Dozens of families in Sydney's cracked Opal Tower have been told they must wait weeks after repairs are complete before they can move back as engineering firms finally agree on what repairs must be made to the building.

The tower’s builder Icon has agreed to keep funding accommodation for displaced residents but will cut off payments for food in less than a week.

The newly-built tower in Sydney Olympic Park was evacuated on Christmas Eve after cracks were found in the building sparking fears it could collapse.

Icon, in an update posted on their website on Tuesday, said the design for “structural remediation” had been finalised by engineering firm WSP and submitted to body corporate engineers Cardno for agreement.

“The remedial works will be carried out on Levels 4, 10 and 16 which involve strengthening the affected upturn beam via the introduction of a column or wall to one/both sides of the beam,” Icon wrote.

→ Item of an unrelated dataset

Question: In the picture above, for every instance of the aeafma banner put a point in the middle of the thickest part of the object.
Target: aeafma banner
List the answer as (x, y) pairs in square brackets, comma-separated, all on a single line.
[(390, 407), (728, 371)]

Residents told AAP the repairs were described to them as using a “sandwich method” to strengthen beams in the structure.

About 170 apartments have already been deemed fit for reoccupation but the remaining 224 units were given a new schedule for reoccupation on Tuesday.

Apartments not affected by the repair works, 50 in total, will be free for reoccupation two weeks after Cardno signs off on the plans and strengthening works are completed on level 16.

A further 140 apartments are awaiting approval for engineers and are expected to be occupied in four to six weeks after Cardno and WSP reach an agreement.

A final 34 apartments which are affected by the repair works will be slowly opened up to residents between three and five weeks following the completion of repairs.

There is no indication when the repairs will be completed.

Further, Icon said it would not pay for food for displaced residents after February 16.

The company will continue to fund accommodation now in longer-term increments as repairs are carried out.

Families are expected to be placed in serviced apartments during their stay.

One resident told AAP on Tuesday more than 200 people had signed on to a class-action lawsuit after their property was rendered unsafe for occupation.